Sitting in central Inner Mongolia, Ulanqab has become one of the key battlegrounds for third-party AIDC operators. With an altitude of 1,500 meters, an annual average temperature of 4.3°C, and electricity prices between 0.32 and 0.35 yuan per kWh, running the same computing system in Ulanqab can cut annual electricity bills by nearly half compared to the east.
We’ve learned that the total investment in signed computing power projects in Ulanqab has already surpassed 250 billion yuan, with third-party AIDC operators like CICC and 21Vianet each pouring billions into multiple projects.
It’s safe to say the data center leasing business will keep growing steadily over the next few years.
Compute Crunch Forces Faster Data Center Delivery
During our visits, we noticed that the AIDC leased by Alibaba Cloud was delivered by operator CICC Data in just 100 days – a 50% to 75% reduction compared to the previous average timeline.
Behind this leap in delivery efficiency is a complete overhaul of how data centers are built. Wang Chaoyang, general manager of Alibaba Cloud’s global data centers, told us that modularization has supercharged construction. If the old way of building a data center was like a traditional construction project, then after modularization, it’s more like assembling a product.
Wang compares the shift to Apple’s OEM manufacturing model. Power supply, cooling, security, smart systems, and fire protection are all standardized and versioned into modules, with modularization rates exceeding 90%. Instead of assembling everything on site, these modules are pre-assembled in factories. The construction site no longer needs thousands of workers – just a crane to lift the containerized modules into place and some wiring and debugging before going live.

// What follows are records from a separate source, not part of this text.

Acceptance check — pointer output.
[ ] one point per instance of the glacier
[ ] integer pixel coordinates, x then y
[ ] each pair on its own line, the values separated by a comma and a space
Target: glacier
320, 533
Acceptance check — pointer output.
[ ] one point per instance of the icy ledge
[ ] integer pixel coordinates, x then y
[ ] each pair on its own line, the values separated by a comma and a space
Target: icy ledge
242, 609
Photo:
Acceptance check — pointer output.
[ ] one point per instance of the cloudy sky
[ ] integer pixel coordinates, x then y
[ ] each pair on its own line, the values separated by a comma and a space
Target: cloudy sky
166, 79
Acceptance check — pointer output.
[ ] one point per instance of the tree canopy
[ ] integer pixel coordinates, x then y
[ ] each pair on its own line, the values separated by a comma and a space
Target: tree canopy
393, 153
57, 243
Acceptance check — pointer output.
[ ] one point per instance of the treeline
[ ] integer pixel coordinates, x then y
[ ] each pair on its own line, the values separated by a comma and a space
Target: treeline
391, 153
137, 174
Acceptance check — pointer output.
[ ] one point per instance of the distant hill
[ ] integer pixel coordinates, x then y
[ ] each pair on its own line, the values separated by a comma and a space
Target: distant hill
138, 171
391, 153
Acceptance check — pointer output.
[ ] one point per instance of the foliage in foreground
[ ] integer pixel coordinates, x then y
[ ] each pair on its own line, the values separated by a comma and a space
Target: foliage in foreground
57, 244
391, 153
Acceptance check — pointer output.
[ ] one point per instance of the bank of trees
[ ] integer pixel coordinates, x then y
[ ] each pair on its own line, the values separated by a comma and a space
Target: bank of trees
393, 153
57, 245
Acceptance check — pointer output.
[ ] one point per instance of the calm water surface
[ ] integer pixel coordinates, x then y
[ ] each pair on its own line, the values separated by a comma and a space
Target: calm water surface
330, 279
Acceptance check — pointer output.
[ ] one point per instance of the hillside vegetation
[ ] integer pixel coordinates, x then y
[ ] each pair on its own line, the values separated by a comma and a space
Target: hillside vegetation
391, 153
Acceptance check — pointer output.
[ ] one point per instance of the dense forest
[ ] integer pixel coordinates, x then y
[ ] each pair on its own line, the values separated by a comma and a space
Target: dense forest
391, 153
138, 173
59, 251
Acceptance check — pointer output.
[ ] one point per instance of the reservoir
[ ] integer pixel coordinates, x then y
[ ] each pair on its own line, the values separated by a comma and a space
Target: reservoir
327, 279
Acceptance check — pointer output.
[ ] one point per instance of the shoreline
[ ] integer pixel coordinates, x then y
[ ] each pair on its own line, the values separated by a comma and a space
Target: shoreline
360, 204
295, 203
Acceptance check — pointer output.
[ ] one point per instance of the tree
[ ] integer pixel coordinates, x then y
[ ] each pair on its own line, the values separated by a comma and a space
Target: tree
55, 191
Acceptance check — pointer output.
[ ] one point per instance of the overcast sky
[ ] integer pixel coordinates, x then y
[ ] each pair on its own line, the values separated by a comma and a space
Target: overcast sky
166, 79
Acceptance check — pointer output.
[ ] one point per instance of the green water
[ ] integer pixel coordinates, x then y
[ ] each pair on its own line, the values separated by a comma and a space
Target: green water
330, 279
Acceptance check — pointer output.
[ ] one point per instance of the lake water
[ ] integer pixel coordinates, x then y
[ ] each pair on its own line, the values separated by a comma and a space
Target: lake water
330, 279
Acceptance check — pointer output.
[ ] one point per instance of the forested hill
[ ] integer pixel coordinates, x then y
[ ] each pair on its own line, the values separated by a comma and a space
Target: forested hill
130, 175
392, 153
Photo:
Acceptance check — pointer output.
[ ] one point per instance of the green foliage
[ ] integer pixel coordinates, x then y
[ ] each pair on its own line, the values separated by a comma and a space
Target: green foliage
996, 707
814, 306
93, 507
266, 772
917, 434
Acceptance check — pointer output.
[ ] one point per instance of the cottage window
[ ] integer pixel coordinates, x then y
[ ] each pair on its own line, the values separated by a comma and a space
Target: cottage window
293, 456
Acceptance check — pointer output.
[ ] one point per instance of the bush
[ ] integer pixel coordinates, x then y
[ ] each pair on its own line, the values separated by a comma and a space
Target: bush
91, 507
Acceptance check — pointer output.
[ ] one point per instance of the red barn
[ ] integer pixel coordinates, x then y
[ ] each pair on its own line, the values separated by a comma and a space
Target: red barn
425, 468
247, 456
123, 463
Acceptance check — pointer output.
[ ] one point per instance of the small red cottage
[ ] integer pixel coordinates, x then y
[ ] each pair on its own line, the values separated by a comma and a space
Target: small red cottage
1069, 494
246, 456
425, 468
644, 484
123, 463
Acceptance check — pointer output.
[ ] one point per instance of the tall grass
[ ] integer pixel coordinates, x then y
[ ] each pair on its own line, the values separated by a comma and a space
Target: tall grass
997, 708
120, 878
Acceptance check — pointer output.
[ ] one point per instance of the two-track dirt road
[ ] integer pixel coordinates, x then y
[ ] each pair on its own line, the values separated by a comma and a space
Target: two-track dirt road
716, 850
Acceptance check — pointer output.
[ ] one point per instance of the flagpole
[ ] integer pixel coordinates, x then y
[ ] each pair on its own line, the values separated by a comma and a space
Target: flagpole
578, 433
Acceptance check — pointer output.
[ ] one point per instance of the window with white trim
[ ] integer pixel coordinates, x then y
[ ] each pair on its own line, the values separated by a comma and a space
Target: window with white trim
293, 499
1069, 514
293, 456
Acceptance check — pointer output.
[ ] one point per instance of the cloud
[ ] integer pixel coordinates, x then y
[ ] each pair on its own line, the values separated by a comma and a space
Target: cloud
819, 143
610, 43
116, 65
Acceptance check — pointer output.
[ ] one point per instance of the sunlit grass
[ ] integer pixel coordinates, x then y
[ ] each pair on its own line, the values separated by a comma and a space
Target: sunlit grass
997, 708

This modular delivery approach also signals that Alibaba Cloud is gaining more leverage in data center leasing deals. According to our sources, in AIDCs leased by big tech, the vast majority of architectural design is still controlled by the third-party operators – meaning tenants had to accept whatever the operator built. That’s changing now.
Wang revealed that after this modular overhaul, delivery times, costs, and quality all improved simultaneously, with overall construction costs dropping by more than 10%. One big reason: module installation is so much simpler now that regular workers can assemble them after minimal training.
Modularization isn’t just about cutting costs and boosting efficiency – it also makes data centers more resilient in the face of relentless AI compute growth. With GPU iteration speeding up, a traditionally built data center might become obsolete and need retrofitting for next-gen chips almost as soon as it’s finished. But with modular design, data centers can scale up faster and adapt more easily to new chips and compute demands.
Simply put, AI is redefining the data center business. In the past, it was all about resources and scale. In the AI era, the game is about speed, efficiency, and how quickly you can respond to next-generation compute demands.
While third-party AIDC operators haven’t fully embraced modular delivery as an industry standard just yet, there’s no denying that once one data center’s delivery cycle gets dramatically shortened, the pressure is on for everyone else to step up their game.